Park Clashes With Moon Over South Korea Economy Before Election
South Korea’s main opposition presidential candidate accused front-runner Park Geun Hye of failing to take responsibility for her ruling party’s oversight of an economy hindered by slowing growth and rising inflation.
In the second of three debates before the Dec. 19 election, the Democratic United Party’s Moon Jae In said today the administration of outgoing President Lee Myung Bak had failed to fulfill its economic pledges.
“Everything, including economic growth, balanced regional development, inter-Korean relations, democracy and national security, has fallen apart while household debt and inflation rose,” Moon said in the televised debate in Seoul. Park in turned blamed the “ill-designed policies” of Lee’s predecessor Roh Moo Hyun, whom Moon served under as chief of staff.
While Lee’s popularity has fallen by more than half amid public discontent with growing inflation and a widening income gap, Park has maintained her lead in the polls to govern Asia’s fourth biggest economy. The daughter of former dictator Park Chung Hee is attempting to become South Korea’s first-ever female president.
Today’s debate took place as North Korea extended its time frame for a rocket launch this month. Both Moon and Park have pledged to re-engage with Kim Jong Un’s totalitarian state, rejecting Lee’s isolationist stance, regardless of whether North Korea fires the rocket in defiance of international pressure.

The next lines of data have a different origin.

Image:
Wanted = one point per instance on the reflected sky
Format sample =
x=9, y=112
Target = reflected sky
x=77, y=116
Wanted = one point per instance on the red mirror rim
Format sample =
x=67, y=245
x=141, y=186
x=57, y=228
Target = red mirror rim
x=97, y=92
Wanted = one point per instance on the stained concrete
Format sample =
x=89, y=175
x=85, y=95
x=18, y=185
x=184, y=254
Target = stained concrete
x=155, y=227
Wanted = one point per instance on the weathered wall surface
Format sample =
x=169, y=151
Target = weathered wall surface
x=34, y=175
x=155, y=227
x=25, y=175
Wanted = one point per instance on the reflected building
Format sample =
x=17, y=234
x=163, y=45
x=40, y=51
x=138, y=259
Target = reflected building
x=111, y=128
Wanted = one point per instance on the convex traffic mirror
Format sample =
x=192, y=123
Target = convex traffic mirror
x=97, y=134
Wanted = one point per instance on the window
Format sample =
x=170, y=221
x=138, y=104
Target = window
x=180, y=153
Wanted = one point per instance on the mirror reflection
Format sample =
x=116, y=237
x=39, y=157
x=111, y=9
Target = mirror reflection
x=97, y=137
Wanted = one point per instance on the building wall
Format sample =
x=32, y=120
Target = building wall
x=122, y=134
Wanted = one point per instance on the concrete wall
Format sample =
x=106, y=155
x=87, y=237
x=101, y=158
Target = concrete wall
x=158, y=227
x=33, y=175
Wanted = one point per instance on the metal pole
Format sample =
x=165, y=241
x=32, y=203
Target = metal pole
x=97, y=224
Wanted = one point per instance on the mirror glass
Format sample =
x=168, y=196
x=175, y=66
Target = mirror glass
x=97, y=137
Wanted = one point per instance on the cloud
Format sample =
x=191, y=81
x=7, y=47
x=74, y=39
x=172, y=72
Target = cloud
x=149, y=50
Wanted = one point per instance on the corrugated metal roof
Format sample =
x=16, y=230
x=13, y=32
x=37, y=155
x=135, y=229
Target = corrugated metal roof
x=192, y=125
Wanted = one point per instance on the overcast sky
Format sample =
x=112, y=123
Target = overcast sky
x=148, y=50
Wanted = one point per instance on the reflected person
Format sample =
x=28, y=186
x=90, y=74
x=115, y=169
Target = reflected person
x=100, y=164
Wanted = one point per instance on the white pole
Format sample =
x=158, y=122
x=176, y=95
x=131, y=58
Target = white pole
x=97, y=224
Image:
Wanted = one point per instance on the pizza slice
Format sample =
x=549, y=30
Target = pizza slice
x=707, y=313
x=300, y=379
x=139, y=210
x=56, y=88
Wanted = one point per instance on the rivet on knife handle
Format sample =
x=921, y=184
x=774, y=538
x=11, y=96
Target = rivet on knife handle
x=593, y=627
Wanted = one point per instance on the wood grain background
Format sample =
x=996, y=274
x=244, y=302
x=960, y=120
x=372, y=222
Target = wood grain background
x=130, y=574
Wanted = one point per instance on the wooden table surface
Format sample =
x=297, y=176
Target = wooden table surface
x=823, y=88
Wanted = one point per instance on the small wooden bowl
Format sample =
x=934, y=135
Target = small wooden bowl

Park’s approval rating was at 50.6 percent while support for Moon stood at 43.8 percent, according to a daily poll published today by Realmeter and JTBC, a cable television affiliate of the JoongAng Ilbo newspaper. The Dec. 8-9 survey of 2,000 people had a 2.2 percentage-point margin of error.
South Korea is unlikely to meet the central bank’s growth estimate of 2.4 percent for this year, Bank of Korea Director Jung Yung Taek told reporters in Seoul on Dec. 6. While there are signs of improvement, with exports rising the most in nine months from a year earlier in November, Jung said the expansion will “not be strong” in the fourth quarter.